Bei einem Elektro-Fahrrad, auch gerne E-Bike genannt, handelt es sich um eine moderne Fahrradvariante, die neben einem mechanischen auch über einen elektrischen Antrieb verfügt. Obwohl E-Bikes schon seit einigen Jahren erhältlich sind, kommen sie erst jetzt in den preiswerteren Segmenten an. Durch die breite Vielfalt an erhältlichen E-Bike-Modellen kann die Suche nach dem richtigen E-Fahrrad ziemlich komplex werden. Im Folgenden zeigen wir Ihnen auf welche wichtigen Kriterien Sie bei der Auswahl des geeigneten E-Bikes achten sollten.

Unterschiedliche E-Bike-Typen

Heutzutage sind E-Bikes, genauso wie traditionelle Fahrräder, in unterschiedlichen Varianten erhältlich. Die zwei gängigsten E-Bike-Typen sind:

- E-Stadträder
- E-Mountainbikes

Diese beiden E-Bike-Varianten sind auf die speziellen Bedingungen ihrer jeweiligen Einsatzbereiche ausgerichtet und sollten demzufolge auch in ihren vorgesehenen Einsatzbereichen genutzt werden. Neben diesen zwei Varianten gibt es auch noch die E-Rennräder. Aufgrund des begrenzten Einsatzbereiches und der relativ hohen Anschaffungskosten, werden wir diese E-Bike-Variante in diesem Artikel nicht behandeln.

E-Bikes für die Stadt

Wenn Sie viel in der Stadt unterwegs sind und keine Ausflüge ins Gelände unternehmen, dann sollten Sie sich unbedingt nach einem E-Bike umsehen, dass für den Einsatz auf asphaltierten Straßen ausgerichtet ist und Ihnen einen bestmöglichen Fahrkomfort bietet. So sind beispielsweise E-Stadträder optimal für den Einsatz im Stadtverkehr geeignet und sind bei gut sortierten Fachhändlern in zahlreichen Ausführungen und Preisklassen erhältlich.
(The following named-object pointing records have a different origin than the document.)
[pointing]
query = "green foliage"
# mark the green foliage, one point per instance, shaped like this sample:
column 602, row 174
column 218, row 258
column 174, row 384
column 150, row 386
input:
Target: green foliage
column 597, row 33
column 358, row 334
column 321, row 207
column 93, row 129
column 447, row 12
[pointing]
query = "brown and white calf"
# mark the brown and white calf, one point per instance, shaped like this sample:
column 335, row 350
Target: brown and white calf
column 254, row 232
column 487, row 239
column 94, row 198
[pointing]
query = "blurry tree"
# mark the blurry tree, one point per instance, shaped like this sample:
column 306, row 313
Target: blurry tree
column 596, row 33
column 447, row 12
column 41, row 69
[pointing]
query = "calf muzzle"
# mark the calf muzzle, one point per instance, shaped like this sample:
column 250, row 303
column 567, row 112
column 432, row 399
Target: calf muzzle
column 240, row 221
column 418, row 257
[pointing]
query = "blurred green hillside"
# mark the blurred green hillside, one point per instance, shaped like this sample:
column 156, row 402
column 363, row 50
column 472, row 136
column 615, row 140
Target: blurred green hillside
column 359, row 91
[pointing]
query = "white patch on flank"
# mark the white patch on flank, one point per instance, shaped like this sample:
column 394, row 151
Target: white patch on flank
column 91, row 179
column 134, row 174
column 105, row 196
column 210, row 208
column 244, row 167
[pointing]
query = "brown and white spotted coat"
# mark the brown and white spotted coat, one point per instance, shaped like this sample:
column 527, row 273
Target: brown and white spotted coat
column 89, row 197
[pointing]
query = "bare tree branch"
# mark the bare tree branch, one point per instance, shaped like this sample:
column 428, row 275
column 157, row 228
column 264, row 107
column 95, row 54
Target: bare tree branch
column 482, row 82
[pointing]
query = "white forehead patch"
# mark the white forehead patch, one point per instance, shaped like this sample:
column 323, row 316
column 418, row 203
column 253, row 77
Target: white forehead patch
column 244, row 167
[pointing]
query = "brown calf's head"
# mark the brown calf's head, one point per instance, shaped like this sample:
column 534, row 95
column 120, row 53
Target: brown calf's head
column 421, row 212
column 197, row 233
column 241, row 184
In der Stadt ist das Elektro-Fahrrad ständig im Einsatz. Das Fahrrad muss sowohl bei ungünstigem als auch bei gutem Wetter optimal funktionieren. Im Idealfall sollte es wartungsarm sein und über einen großen Akku verfügen, damit Sie auch längere Strecken problemlos überwinden können. Die Reichweiter eines E-Bikes hängt in erster Linie von der Kapazität des Akkus ab. Je leistungsstärker der Akku ist, umso mehr Kilometer können Sie fahren ohne nachladen zu müssen. In der Stadt hält ein E-Bike-Fahrer oft an Ampeln und Straßenkreuzungen an und muss dann wieder an die gewollte Fahrgeschwindigkeit kommen. Deswegen sind hochwertige Bremsen ein Muss, da diese auch die Extrapower, die der Akku generiert, so gut wie möglich auffangen müssen.
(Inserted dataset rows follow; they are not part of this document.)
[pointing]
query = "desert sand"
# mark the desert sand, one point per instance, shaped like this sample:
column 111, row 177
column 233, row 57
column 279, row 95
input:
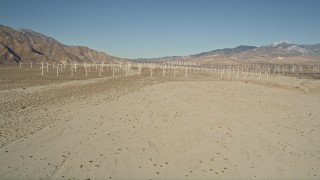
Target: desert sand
column 153, row 128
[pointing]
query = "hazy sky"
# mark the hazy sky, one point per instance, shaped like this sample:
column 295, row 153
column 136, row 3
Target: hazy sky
column 155, row 28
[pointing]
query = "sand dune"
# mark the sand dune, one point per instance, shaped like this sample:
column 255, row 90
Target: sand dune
column 177, row 130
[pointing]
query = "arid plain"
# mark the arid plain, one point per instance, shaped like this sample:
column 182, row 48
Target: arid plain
column 160, row 127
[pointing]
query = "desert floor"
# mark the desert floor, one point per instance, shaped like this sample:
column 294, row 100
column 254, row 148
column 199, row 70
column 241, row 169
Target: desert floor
column 158, row 128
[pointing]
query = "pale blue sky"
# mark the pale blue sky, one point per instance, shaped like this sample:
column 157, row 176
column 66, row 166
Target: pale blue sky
column 156, row 28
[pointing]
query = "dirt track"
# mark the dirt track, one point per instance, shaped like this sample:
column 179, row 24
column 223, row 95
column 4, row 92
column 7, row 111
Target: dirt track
column 160, row 127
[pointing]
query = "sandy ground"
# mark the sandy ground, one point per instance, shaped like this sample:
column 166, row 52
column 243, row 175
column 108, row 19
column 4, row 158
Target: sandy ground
column 155, row 129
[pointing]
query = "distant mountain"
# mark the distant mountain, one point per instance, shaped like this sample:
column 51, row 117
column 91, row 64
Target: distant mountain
column 282, row 52
column 226, row 51
column 27, row 45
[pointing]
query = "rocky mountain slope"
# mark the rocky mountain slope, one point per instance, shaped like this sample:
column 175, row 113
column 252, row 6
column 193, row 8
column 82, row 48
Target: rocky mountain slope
column 282, row 52
column 26, row 45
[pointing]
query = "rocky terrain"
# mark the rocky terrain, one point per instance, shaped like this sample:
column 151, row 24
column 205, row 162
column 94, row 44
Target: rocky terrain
column 282, row 52
column 160, row 127
column 24, row 45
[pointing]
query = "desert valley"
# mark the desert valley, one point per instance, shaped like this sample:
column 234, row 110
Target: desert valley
column 70, row 112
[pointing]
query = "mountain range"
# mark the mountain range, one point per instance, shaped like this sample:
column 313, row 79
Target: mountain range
column 27, row 45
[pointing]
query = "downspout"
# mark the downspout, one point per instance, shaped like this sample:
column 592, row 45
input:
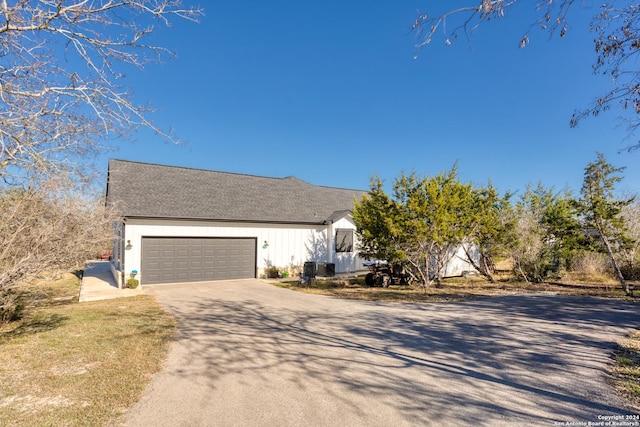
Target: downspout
column 123, row 256
column 330, row 242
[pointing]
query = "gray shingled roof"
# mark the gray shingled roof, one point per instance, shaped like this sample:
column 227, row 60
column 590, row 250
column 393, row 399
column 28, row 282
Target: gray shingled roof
column 157, row 191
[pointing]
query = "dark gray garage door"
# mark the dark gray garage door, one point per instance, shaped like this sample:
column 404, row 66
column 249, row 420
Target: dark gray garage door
column 171, row 259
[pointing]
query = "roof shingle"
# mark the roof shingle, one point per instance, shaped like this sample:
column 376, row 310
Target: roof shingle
column 158, row 191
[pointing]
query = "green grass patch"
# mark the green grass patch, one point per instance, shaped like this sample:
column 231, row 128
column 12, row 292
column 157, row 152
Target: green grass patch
column 452, row 289
column 70, row 364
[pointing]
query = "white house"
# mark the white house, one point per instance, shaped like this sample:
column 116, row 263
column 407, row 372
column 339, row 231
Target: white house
column 187, row 225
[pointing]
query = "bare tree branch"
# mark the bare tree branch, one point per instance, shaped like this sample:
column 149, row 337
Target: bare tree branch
column 51, row 111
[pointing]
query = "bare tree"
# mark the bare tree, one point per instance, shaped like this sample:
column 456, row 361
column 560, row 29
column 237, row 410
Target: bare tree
column 48, row 227
column 60, row 65
column 617, row 44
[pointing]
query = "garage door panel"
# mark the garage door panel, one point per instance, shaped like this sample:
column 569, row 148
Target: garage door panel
column 169, row 260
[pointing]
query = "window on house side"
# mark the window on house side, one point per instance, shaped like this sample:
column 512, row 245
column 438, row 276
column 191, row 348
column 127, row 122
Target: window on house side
column 344, row 240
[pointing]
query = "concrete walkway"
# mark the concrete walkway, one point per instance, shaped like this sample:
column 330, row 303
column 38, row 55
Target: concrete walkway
column 98, row 283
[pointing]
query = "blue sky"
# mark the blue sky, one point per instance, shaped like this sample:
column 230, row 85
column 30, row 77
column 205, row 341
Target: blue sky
column 330, row 92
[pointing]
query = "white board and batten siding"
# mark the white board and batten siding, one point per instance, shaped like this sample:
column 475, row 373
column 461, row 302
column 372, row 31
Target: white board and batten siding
column 276, row 244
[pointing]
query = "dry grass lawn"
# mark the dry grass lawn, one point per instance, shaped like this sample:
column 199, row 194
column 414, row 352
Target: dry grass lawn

E-Bikes für den Geländespaß

E-Bikes für den Einsatz im Gelände unterscheiden sich teils erheblich von normalen E-Stadträdern. Sie sind nicht nur robuster gebaut, sondern verfügen zudem über breitere Reifen und sind in vielen Fällen mit einem leistungsstärkeren Akku ausgestattet. Wenn Sie von einem klassischen Mountainbike auf ein E-MTB umsteigen möchten, dann sollten Sie sich dessen bewusst sein, dass solche Fahrräder bis zu 10 Kilogramm schwerer sind als normale Mountainbikes. Aus diesem Grund ist es durchaus sinnvoll, sich mit dem Produkt vor dem eigentlichen Kauf näher auseinanderzusetzen.
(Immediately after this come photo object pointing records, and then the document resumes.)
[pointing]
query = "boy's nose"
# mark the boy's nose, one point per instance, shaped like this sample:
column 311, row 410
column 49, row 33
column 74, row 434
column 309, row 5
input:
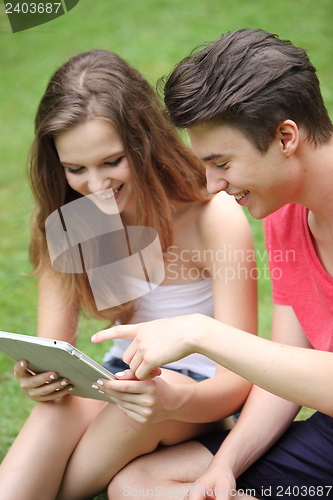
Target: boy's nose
column 215, row 180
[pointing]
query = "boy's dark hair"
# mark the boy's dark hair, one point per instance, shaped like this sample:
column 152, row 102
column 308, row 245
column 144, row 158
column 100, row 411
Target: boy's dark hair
column 252, row 80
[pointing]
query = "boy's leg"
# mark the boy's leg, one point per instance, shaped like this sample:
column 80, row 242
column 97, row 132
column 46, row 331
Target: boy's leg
column 113, row 440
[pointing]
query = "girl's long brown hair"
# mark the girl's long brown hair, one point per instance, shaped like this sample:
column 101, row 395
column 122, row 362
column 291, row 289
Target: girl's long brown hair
column 99, row 84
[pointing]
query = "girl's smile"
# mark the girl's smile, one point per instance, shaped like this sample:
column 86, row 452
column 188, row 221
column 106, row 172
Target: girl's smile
column 96, row 165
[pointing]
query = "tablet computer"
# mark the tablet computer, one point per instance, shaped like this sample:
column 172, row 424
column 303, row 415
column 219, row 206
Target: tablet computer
column 44, row 355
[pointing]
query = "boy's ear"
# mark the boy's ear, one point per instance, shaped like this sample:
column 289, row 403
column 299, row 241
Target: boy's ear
column 288, row 134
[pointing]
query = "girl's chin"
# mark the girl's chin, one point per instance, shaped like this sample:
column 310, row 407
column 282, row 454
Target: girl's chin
column 108, row 206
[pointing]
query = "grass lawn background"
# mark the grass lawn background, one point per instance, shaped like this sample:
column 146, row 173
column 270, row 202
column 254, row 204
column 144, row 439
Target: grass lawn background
column 152, row 35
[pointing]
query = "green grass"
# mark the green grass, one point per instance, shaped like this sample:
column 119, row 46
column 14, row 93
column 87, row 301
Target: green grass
column 152, row 35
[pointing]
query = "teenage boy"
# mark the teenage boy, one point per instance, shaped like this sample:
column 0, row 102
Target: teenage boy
column 252, row 106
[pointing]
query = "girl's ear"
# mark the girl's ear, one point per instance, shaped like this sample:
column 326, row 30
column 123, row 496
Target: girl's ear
column 288, row 134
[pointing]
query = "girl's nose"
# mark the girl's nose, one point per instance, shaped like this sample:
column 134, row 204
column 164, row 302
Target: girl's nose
column 98, row 181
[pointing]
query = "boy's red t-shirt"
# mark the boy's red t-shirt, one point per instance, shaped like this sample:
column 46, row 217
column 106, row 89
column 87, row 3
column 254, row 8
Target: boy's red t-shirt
column 298, row 277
Auch bei den Motoren gibt es einige wichtige Unterschiede, die zu beachten sind. Die ersten E-Bikes waren ausschließlich mit Hinterradnabenmotoren erhältlich. Obwohl dieses einfache Motorenkonzept für Stadträder durchaus sinnvoll erscheinen mag, machen sie im Gelände allerhöchstens bei preiswerten Einsteigermodellen Sinn. Wenn Sie es anspruchsvoller mögen, dann sollten Sie sich die Mittelmotorvariante genauer ansehen, denn diese hat in Sachen Fahrdynamik wesentlich mehr zu bieten. Da Mittelmotoren entweder am Unter- oder Sattelrohr angebracht sind entsteht dadurch eine ideale Verteilung der Balance, wodurch ein optimales Gewichtsverhältnis entsteht.